Chapter 3. Name Server Configuration

The domain information groper (dig) is the most versatile and complete of these lookup tools. It has two modes: simple interactive mode for a single query, and batch mode which executes a query for each in a list of several query lines. All query options are accessible from the command line.

The usual simple use of dig will take the form

dig @server domain query-type query-class

For more information and a list of available commands and options, see the dig man page.

The host utility emphasizes simplicity and ease of use. By default, it converts between host names and Internet addresses, but its functionality can be extended with the use of options.

For more information and a list of available commands and options, see the host man page.

nslookup has two modes: interactive and non-interactive. Interactive mode allows the user to query name servers for information about various hosts and domains or to print a list of hosts in a domain. Non-interactive mode is used to print just the name and requested information for a host or domain.

Interactive mode is entered when no arguments are given (the default name server will be used) or when the first argument is a hyphen (`-') and the second argument is the host name or Internet address of a name server.

Non-interactive mode is used when the name or Internet address of the host to be looked up is given as the first argument. The optional second argument specifies the host name or address of a name server.

Due to its arcane user interface and frequently inconsistent behavior, we do not recommend the use of nslookup. Use dig instead.

The named-checkconf program checks the syntax of a named.conf file.

The named-checkzone program checks a master file for syntax and consistency.

Similar to named-checkzone, but it always dumps the zone content to a specified file (typically in a different format).

The remote name daemon control (rndc) program allows the system administrator to control the operation of a name server. Since BIND 9.2, rndc supports all the commands of the BIND 8 ndc utility except ndc start and ndc restart, which were also not supported in ndc's channel mode. If you run rndc without any options it will display a usage message as follows:

See rndc(8) for details of the available rndc commands.

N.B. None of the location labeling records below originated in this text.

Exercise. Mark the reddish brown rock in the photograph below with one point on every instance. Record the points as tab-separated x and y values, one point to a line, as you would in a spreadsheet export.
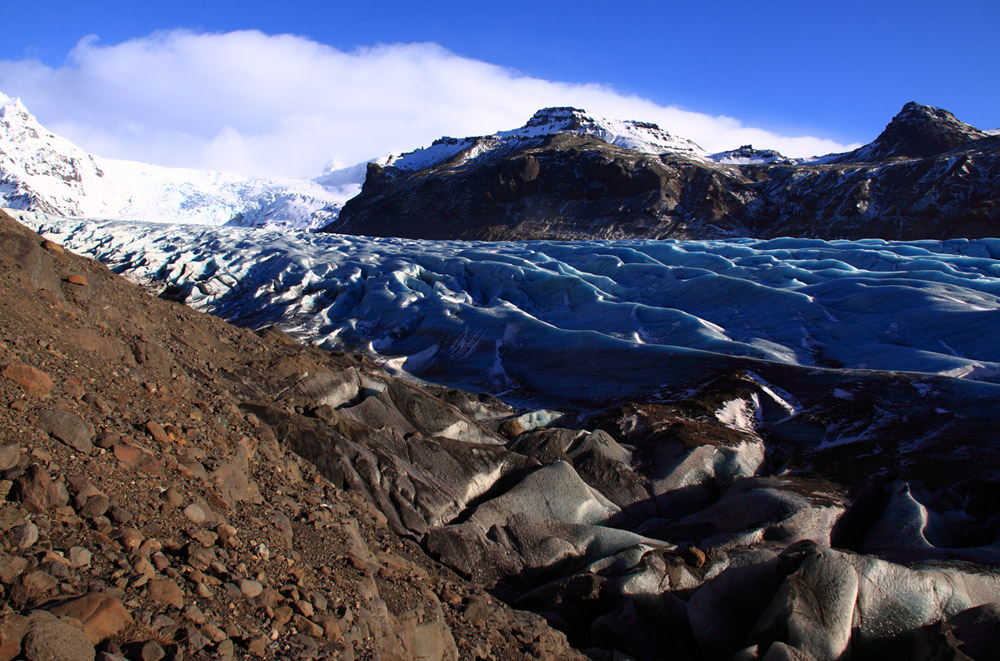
101	614
53	247
157	432
34	489
35	382
12	631
166	593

rndc requires a configuration file, since all communication with the server is authenticated with digital signatures that rely on a shared secret, and there is no way to provide that secret other than with a configuration file. The default location for the rndc configuration file is /etc/rndc.conf, but an alternate location can be specified with the -c option. If the configuration file is not found, rndc will also look in /etc/rndc.key (or whatever sysconfdir was defined when the BIND build was configured). The rndc.key file is generated by running rndc-confgen -a as described in the section called “controls Statement Definition and Usage”.

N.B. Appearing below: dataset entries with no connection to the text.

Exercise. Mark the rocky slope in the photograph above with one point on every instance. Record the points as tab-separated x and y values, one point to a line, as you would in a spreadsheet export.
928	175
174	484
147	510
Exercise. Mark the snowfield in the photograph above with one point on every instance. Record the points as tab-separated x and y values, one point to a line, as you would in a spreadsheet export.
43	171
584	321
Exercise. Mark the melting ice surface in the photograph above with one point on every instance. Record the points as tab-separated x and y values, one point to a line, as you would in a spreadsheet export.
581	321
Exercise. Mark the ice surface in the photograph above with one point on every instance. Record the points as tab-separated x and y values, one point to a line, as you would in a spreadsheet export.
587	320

The format of the configuration file is similar to that of named.conf, but limited to only four statements, the options, key, server and include statements. These statements are what associate the secret keys to the servers with which they are meant to be shared. The order of statements is not significant.

The options statement has three clauses: default-server, default-key, and default-port. default-server takes a host name or address argument and represents the server that will be contacted if no -s option is provided on the command line. default-key takes the name of a key as its argument, as defined by a key statement. default-port specifies the port to which rndc should connect if no port is given on the command line or in a server statement.

The key statement defines a key to be used by rndc when authenticating with named. Its syntax is identical to the key statement in named.conf. The keyword key is followed by a key name, which must be a valid domain name, though it need not actually be hierarchical; thus, a string like "rndc_key" is a valid name. The key statement has two clauses: algorithm and secret. While the configuration parser will accept any string as the argument to algorithm, currently only the string "hmac-md5" has any meaning. The secret is a base-64 encoded string as specified in RFC 3548.

The server statement associates a key defined using the key statement with a server. The keyword server is followed by a host name or address. The server statement has two clauses: key and port. The key clause specifies the name of the key to be used when communicating with this server, and the port clause can be used to specify the port rndc should connect to on the server.

A sample minimal configuration file is as follows:

key rndc_key {
     algorithm "hmac-md5";
     secret
       "c3Ryb25nIGVub3VnaCBmb3IgYSBtYW4gYnV0IG1hZGUgZm9yIGEgd29tYW4K";
};
options {
     default-server 127.0.0.1;
     default-key    rndc_key;
};

This file, if installed as /etc/rndc.conf, would allow the command:

$ rndc reload

to connect to 127.0.0.1 port 953 and cause the name server to reload, if a name server on the local machine were running with following controls statements:

controls {
        inet 127.0.0.1
            allow { localhost; } keys { rndc_key; };
};

and it had an identical key statement for rndc_key.

Running the rndc-confgen program will conveniently create a rndc.conf file for you, and also display the corresponding controls statement that you need to add to named.conf. Alternatively, you can run rndc-confgen -a to set up a rndc.key file and not modify named.conf at all.